Now, how can you make really small and effective changes in each one of these areas to get better, immediate results?
Look closely and patiently and try to make a slight correction, or a small adjustment.
Don’t think too much ahead, Just take it step by step, and keep up this practice. You will soon notice the accumulated effect of all these micro-improvements.
Kaizen to solo guitar
If you’re practicing solo/lead guitar try to look for the nuances in your playing. Are you playing your notes clean and clear? Work on the tiny things that make the biggest impact, like a good solid bend up, and a really nice vibrato. A quality vibrato makes all the difference in your playing.

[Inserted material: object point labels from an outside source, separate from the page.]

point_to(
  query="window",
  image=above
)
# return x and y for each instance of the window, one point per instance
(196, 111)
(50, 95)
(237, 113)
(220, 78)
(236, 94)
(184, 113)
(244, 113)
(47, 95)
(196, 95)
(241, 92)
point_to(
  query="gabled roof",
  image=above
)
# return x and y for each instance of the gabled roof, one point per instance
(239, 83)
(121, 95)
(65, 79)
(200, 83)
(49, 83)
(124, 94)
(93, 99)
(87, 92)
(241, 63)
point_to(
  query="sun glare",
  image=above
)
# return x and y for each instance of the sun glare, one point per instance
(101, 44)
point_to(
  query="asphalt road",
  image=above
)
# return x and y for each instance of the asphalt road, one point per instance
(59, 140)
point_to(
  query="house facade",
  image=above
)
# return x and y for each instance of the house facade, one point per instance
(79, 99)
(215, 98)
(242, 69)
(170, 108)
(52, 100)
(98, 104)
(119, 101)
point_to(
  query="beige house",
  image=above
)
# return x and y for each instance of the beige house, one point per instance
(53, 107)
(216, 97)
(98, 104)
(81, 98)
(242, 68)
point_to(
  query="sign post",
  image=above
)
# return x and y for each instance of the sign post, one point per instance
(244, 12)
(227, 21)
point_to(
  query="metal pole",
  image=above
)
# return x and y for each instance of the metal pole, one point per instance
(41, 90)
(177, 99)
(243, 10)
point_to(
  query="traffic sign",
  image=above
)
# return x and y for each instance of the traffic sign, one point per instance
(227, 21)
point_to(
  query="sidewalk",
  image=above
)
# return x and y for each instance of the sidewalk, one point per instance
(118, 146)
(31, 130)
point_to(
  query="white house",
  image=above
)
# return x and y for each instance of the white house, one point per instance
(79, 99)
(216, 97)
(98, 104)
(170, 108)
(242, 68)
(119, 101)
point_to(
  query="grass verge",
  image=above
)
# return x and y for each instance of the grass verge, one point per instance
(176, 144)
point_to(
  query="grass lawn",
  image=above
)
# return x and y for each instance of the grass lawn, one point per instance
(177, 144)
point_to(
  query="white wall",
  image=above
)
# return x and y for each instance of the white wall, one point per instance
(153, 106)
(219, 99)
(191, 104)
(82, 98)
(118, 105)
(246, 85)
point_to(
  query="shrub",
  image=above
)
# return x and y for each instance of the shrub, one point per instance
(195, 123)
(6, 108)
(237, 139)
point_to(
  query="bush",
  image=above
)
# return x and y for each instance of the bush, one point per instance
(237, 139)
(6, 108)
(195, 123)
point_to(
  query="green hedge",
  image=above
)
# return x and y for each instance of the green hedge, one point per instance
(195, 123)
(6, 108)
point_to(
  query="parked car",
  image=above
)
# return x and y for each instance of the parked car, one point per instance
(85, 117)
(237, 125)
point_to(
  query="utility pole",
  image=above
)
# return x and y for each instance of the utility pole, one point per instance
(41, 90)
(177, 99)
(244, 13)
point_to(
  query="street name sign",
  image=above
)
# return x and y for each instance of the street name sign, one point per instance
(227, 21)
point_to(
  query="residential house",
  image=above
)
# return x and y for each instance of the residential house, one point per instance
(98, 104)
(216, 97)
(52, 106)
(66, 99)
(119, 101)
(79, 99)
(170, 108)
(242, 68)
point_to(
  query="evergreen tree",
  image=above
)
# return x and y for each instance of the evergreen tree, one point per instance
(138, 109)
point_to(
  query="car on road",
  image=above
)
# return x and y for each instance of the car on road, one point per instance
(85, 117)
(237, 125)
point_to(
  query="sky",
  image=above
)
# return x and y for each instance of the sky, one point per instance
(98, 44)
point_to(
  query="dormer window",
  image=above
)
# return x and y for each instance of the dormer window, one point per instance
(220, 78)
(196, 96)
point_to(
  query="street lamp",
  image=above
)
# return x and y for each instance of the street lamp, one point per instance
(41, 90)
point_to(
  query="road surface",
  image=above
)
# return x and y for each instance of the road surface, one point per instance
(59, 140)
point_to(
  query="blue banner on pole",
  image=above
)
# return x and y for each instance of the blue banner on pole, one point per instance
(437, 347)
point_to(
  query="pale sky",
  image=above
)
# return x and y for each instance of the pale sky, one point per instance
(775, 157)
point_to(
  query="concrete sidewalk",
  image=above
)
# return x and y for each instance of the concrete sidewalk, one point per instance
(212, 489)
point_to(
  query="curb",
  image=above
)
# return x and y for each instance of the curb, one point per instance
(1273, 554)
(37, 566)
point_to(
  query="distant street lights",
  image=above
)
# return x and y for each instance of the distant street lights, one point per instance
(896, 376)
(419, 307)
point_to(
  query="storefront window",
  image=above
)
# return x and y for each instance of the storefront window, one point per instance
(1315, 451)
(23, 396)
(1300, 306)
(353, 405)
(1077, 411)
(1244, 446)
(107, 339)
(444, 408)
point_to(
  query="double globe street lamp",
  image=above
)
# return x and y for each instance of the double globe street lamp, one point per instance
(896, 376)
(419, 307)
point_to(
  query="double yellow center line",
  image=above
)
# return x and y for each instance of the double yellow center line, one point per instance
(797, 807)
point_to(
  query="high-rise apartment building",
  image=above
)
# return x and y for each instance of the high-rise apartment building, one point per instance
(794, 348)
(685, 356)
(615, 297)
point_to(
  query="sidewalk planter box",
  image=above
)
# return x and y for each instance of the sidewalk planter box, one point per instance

Work on creating sweet melody with few notes, instead of trying to cram every note in your vocabulary into a few bars. If you fire all your guns in the first minute you have no ammunition left.
Kaizen to practice
You could also apply Kaizen to your practice time, and schedule. The idea is to cultivate a habit with small continuous improvements that will grow into a regular steady practice workout.
Start with a daily practice of 10 minutes. How could you trigger such an event and set up your day that would practically PULL you into your practice workout, so you don’t need to motivate yourself. Think of small and effective triggers continuously.
Here are a few trigger examples to start with:
- CUT OUT TIME and schedule a fixed 10 min daily practice time.
- Put your practice time on your wall calendar, iPhone, computer, etc.
- Practice things you absolutely love
- Prepare your sheet music and put it in sight.
THINK about such continuously micro improvements all the time throughout the day. APPLY such continuously micro improvements once a week, every two weeks or once a month.
In every aspect of guitar playing focus on steady, gradual micro changes that will lead to significant changes in the short and longterm.
The problem with going for big changes too fast, is that they don’t last when times suddenly get hectic, or something unexpected happens. Your big goals will crash fairly quickly and your motivation will fade away soon, which takes you back to square one.
With Kaizen you only have to stick with each small micro gain you make which is much more sustainable.
This is why Kaizen is a very effective, strong and long lasting approach.
Now start building those micro improvements!